Let's try it one more time:

* Run MBRCheck.exe
* Wait until you see the following lines:
o Enter 'Y' and hit ENTER for more options, or 'N' to exit:
o Options:
[1] Dump the MBR of a physical disk to file.
[2] Restore the MBR of a physical disk with a standard boot code.
[3] Exit.
Enter your choice:

* Please push the 'Y' key and then press Enter
* When the program asks you to Enter your choice: enter 2 to Restore the MBR and press the Enter key
* Now the program will ask you to "Enter the physical disk number to fix (0-99, -1 to cancel):"
o Enter 1 and press the Enter key.
* The program will show Available MBR codes as below

* You need to select your version of Windows from the list. For example, enter 0 or 1 for XP or enter 3 for Vista.....etc. and then press Enter.
* The program will prompt for confirmation. Type 'YES' and hit Enter.
* Left click on the title bar (where program name and path is written). From menu chose Edit -> Select All
* You will see all the text in the window get highlighted.
* Hit the Enter key on your keyboard to copy all of the text into the clipboard.
* Paste that text into Notepad, save it to your desktop as MBRfix.txt
* Restart your PC.
* Attach the MBRfix.txt file to your next message..

Now please re-run MBRCheck.exe and attach that log also.

 

You entered 2 as your choice and I wanted you to enter 1 as the choice. Please try it again and select physical drive 1.

 

Back when I had you go into the Recovery Environmnent, did you select your C: drive ( the disc that is 931 GB)?

 

You don't have a 1gig drive. You have what I suspect is a 1T drive, an 80gig drive and a 500gig drive. Your C: drive ( and your E: drive ) is the 1T drive ( 931gig's).

 

So which did you choose when you were in the Recovery Environment?

 

Did you choose the 1T drive when in the Recovery Environment???

 

And at the command prompt you typed:
Bootrec.exe /fixmbr ? with the space?

 

I am stumped. I have asked the other malware fighters for some input on this issue. Hopefully we will come up with a solution for you. The fixmbr should have worked. What manufacturer is this system? Dell? HP? Other?

 

Frankly, I don't know why the MBR repair is not working. Hang in there and we will try to figure this out. I have asked Chaslang to look at this issue with me and hopefully he will have some input.

 

Please don't think I have forgotten about you.

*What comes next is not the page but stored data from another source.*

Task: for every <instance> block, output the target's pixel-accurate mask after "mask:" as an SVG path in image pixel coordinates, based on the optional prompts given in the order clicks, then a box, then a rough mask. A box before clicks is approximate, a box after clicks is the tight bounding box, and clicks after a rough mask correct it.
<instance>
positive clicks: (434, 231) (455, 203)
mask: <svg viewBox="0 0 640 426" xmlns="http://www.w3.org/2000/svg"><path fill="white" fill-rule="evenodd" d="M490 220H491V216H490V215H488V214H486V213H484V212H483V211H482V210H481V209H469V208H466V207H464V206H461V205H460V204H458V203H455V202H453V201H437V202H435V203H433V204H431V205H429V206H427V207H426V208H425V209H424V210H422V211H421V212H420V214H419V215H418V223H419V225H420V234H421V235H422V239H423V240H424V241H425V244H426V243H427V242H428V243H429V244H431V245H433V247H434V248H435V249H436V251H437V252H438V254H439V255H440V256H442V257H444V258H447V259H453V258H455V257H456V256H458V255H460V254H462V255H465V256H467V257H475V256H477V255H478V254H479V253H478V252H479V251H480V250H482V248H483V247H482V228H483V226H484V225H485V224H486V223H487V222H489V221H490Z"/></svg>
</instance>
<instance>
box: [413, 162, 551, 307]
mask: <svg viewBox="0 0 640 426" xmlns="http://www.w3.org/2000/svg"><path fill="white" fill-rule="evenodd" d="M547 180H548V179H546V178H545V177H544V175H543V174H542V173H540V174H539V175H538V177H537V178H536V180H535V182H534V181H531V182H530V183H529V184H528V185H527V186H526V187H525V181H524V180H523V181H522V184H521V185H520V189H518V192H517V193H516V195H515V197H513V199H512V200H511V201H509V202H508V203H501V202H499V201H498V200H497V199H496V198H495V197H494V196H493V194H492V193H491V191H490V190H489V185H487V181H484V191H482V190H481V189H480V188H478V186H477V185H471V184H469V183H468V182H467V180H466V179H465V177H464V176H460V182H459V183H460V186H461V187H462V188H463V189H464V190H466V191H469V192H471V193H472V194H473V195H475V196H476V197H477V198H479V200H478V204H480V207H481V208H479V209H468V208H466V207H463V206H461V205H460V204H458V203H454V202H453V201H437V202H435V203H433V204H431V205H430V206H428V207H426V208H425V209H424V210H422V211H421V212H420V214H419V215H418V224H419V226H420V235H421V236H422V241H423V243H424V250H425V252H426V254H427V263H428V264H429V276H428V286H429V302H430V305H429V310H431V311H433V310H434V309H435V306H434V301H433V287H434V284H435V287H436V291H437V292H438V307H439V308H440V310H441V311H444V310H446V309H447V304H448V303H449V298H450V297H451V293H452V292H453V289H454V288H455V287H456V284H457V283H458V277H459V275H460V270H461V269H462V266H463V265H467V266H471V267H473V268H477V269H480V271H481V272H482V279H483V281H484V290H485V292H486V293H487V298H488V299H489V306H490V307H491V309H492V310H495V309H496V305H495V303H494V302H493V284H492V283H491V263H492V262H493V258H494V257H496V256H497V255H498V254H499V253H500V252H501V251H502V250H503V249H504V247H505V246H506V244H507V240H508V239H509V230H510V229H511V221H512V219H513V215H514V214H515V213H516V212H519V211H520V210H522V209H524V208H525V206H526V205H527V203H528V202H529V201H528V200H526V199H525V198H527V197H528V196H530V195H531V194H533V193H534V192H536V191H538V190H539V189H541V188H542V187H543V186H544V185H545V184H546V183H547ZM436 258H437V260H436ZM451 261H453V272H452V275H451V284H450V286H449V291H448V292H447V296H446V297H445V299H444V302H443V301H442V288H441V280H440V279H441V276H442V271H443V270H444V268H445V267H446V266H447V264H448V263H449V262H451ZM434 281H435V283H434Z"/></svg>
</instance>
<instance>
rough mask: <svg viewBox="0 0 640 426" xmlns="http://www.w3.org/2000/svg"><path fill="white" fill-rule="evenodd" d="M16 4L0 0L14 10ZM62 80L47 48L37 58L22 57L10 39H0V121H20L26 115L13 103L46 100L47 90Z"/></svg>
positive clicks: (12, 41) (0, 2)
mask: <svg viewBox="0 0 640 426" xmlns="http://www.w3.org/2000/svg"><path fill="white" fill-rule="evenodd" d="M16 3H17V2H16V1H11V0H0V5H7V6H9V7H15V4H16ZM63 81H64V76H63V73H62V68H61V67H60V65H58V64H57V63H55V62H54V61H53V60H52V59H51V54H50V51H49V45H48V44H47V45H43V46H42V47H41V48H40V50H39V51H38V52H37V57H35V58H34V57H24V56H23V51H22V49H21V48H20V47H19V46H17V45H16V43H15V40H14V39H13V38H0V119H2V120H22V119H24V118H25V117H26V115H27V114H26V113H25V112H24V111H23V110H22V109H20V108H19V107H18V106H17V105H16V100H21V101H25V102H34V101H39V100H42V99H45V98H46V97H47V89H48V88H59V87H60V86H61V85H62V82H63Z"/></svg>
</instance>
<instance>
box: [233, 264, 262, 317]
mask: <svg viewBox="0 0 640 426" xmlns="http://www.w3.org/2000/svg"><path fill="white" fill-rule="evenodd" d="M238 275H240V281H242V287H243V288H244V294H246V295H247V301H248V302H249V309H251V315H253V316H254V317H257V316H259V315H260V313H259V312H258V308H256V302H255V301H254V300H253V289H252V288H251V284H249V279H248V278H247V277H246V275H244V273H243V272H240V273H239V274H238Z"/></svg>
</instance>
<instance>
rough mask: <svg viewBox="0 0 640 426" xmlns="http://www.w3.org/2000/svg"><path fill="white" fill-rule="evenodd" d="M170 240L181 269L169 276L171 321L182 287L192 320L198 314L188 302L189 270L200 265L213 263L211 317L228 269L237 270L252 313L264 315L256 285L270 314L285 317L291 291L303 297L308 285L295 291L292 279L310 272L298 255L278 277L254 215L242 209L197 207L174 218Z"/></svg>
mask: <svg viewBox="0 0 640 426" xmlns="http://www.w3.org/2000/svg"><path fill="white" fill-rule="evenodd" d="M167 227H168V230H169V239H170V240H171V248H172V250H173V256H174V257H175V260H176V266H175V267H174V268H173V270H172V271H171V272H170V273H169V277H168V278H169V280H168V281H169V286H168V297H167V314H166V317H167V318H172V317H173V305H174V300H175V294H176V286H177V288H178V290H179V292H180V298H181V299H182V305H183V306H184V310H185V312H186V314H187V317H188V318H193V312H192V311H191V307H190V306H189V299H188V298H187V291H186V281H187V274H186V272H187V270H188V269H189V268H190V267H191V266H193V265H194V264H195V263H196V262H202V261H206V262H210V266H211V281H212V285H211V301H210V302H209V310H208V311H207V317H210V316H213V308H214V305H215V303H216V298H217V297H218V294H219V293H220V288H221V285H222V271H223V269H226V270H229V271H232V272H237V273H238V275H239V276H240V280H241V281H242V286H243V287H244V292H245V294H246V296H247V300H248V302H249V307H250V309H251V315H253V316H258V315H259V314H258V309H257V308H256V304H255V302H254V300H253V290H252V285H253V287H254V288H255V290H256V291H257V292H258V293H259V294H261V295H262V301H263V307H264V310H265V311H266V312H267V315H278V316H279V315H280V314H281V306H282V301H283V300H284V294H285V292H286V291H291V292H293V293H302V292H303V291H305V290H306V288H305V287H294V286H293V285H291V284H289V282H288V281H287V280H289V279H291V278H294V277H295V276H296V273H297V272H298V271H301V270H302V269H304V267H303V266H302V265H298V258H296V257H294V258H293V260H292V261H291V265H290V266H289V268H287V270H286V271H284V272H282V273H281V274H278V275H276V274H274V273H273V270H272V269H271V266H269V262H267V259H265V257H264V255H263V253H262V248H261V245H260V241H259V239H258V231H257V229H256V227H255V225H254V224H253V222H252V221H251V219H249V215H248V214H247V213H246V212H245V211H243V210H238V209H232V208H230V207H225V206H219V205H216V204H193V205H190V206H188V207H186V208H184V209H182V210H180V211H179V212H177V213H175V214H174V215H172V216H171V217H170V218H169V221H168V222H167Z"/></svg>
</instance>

We are still trying to figure out what is wrong.

 

Let's do this as a final try. I want you to unplug the other two drives (shut down the computer first). Pull the power plug on both drives except the 931gb drive. Do not replug them in until I tell you to.

Then with only the C: drive ( 931gb ) plugged in, boot into the Recovery Environment again and enter the command prompt and again type in:
Bootrec.exe /fixmbr

Hit enter and when done remove the disc and reboot to Windows. Now re-run MBRCheck as well as the C:\MGtools\GetLogs.bat file and attach the new logs.

If this doesn't work, we may be stuck with having to do a complete reformat and clean install.